Bu düzenleme uyarınca getirilen yaptırımın iki koşulun bir arada bulunması halinde uygulanacağı görülmekte olup, bunlardan birincisi tescili istenen markanın daha önce tescilli bulunan markanın aynısı veya benzeri olması, ikincisi ise; her iki markanın da aynı veya benzer tür mal ve hizmetlerde kullanılmasının gerekmesidir. Ancak burada 556 s. KHK’nin 8. maddesinin (4.) bendinin hatırlatılması da gereklidir. Zira tescil edilmiş veya tescil için başvurusu yapılmış markanın, toplumda ulaştığı tanınmışlık düzeyi nedeniyle haksız bir yararın sağlanabileceği, markanın itibarına zarar verebileceği veya tescil için başvurusu yapılmış markanın ayırt edici karakterini zedeleyici sonuçlar doğurabileceği durumda, tescil edilmiş veya tescil için başvurusu daha önce yapılmış bir marka sahibinin itirazı üzerine, farklı mal veya hizmetlerde kullanılacak olsa bile, sonraki markanın tescil başvurusu ret edilebilecektir.
Halk tarafından karıştırılma ihtimalinde ölçü ise; bu işin ilgilisi veya uzmanı değil, tüketici olan halk olduğunun göz önünde tutulmasıdır.
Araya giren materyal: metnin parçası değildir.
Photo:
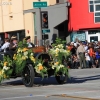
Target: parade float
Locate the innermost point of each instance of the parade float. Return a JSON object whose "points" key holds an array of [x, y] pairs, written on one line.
{"points": [[29, 63]]}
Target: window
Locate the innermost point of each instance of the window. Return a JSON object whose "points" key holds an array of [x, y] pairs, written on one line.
{"points": [[92, 3], [91, 6], [97, 13]]}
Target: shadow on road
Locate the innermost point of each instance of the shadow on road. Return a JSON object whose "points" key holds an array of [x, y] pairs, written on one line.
{"points": [[52, 81], [83, 79], [37, 82]]}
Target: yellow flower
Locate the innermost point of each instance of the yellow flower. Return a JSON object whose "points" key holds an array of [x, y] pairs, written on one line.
{"points": [[24, 58], [25, 49], [32, 58], [40, 67], [19, 50], [14, 57], [1, 72], [5, 63], [56, 63], [4, 76]]}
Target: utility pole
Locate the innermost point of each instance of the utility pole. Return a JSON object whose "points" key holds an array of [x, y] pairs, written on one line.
{"points": [[41, 42]]}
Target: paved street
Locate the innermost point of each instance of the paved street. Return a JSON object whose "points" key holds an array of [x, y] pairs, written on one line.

Karıştırılma ihtimalinde önemli olan husus, halkın bu iki işaret arasında herhangi bir şekilde herhangi bir sebeple bağlantı kurma ihtimalidir. Buradaki “ihtimal” kelimesi özenle ve özellikle kullanılmış bir kelime olup, şekil, ses, anlam, genel görünüm, çağrışım ve bir seri içinde bulunma izlenimi bu kapsamda değerlendirilmektedir.
Hatta, markalar arasında birçok noktada fark bulunduğu tespit edilse bile “umumi intiba” ikisinin karıştırılabileceği yönünde ise, iki işaret arasında karıştırma ihtimalinin bulunduğu kabul edilmelidir (Ünal Tekinalp, Fikri Mülkiyet Hukuku İst.2012, s. 443).
Eş söyleyişle iltibas tehlikesi; görsel, biçimsel, anlamsal, işitsel benzerlikler, çağrıştırma, bir bütün olarak uyandırdığı toplu kanaat, malın veya hizmetin hitap ettiği alıcı grubunun toplumsal düzeyi ve durumu, markayı taşıyan malın değeri ve alıcının bu malı almaya ayırdığı zaman, markanın esas unsurları ve tamamlayıcı unsurları, karşılaştırılan işaretler arasındaki benzerlik, telaffuz, anlam veya biçimden, işaretlerin toplu olarak bıraktığı izlenimden, seri içine girmekten veya başka bir çağrışımdan kaynaklanabilir. Yine halkın, karşılaştırılan işaretler arasında her hangi bir şekilde “bağlantı” kurabilmesi de benzerlik bulunduğunu kabul etmek için yeterli olmaktadır.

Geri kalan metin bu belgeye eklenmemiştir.